Fazendo História

Joe Satriani
O homem que faz a guitarra falar

Lançamento de “Crystal Planet” marca a volta de Joe Satriani ao estilo técnico e pesado que o consagrou. Entrevista feita por telefone, minutos antes do início do jogo Brasil e Holanda, pelas semifinais da Copa de 98. Perguntado sobre o assunto, Satriani disse que não estava nem aí para o futebol, mas compreendia a ansiedade do entrevistador, tanto para falar com ele, quanto para acabar logo a entrevista e assistir ao jogo. Publicado na edição número 11 da Revista Roadie Crew, de setembro/outubro de 1998. Foto: Marcos Bragatto (utilizada como “chamada de capa” da mesma edição).

joesartianirio96O guitarrista solo mais bem sucedido da música instrumental está de volta com um álbum de fazer inveja aos clássicos de sua melhor fase. “Crystal Planet” marca a retomada de Joe Satriani ao peso e a velocidade, levando-se em conta que o álbum anterior flertava com o blues. E é também o primeiro álbum lançado pela Epic, major que no Brasil é representada pela Sony. Joe Satriani entrou para o mercado fonográfico pelos idos de 84, quando bancou um mini LP com seis músicas, assinando contrato em seguida com a Relativity.
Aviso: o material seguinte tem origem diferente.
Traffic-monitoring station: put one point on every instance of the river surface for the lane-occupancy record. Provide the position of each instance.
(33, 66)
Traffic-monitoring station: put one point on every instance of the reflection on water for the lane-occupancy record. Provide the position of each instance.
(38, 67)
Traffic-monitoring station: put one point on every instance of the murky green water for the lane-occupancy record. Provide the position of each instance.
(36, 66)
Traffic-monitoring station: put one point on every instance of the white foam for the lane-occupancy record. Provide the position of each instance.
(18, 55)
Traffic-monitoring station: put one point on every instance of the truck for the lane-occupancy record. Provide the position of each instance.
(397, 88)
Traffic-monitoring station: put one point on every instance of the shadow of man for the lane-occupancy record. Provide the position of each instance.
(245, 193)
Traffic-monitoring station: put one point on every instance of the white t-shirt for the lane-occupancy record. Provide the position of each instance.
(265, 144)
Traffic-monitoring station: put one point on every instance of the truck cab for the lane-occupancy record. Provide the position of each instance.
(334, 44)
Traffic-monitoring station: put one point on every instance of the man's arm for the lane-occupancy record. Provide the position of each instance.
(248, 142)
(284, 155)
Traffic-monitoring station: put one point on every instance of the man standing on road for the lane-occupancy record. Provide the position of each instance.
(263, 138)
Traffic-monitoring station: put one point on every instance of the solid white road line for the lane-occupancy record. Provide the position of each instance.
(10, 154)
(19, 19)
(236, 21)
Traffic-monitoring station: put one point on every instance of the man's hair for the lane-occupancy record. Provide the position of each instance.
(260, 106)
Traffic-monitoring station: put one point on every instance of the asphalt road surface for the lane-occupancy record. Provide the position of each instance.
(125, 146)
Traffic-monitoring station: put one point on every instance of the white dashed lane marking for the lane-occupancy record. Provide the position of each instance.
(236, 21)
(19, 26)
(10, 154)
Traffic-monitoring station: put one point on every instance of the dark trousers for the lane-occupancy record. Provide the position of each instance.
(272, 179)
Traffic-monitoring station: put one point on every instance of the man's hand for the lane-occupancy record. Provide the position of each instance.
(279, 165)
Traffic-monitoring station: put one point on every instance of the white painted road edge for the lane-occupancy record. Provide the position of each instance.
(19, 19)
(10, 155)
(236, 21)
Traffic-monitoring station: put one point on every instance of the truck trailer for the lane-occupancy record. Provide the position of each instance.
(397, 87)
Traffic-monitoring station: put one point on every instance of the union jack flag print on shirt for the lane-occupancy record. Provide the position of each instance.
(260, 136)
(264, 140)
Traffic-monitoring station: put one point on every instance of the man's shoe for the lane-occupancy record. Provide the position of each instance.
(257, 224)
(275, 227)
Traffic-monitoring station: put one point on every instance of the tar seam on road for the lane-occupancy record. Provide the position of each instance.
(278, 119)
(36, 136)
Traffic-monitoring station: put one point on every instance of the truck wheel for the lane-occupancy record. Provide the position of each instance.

Na gravadora, independente, lançou ao todo seis álbuns, “Not Of This Earth”, “Surfing With The Alien”, “Flying In a Blue Dream”, “The Extremist”, “Time Machine” e “Joe Satriani”.

Virtuoso já aos 14 anos, Satriani ficou famoso por dar aulas a alunos que mais tarde conseguiriam reconhecimento dentro do mercado musical, como Steve Vai, Kirk Hammett (Metallica) e Larry La Londe (Primus). Depois que se lançou no mercado, Joe Satriani abriu espaço para um sem número de guitarristas que também desfrutam hoje de um lugar ao sol na música instrumental, sobretudo depois do sucesso de “Surfing With The Alien”, de 86: Tony McAlpine, Vinnie Moore, Marty Friedman (hoje no Megadeth) e o próprio Steve Vai. Como se não bastasse, participou como convidado no trabalho solo de Mick Jagger, em 88, e concluiu a tour de 94 com Deep Purple, depois do abandono de Ritchie Blackmore. Em 96 montou o G3, supergrupo instrumental que inicialmente reunia ele próprio, Steve Vai e Eric Johnson, mas que contou ainda com músicos do quilate do prodígio Kenny Wayne Shepherd, Robert Fripp, Michael Schenker e Uli Jon Roth, entre outros.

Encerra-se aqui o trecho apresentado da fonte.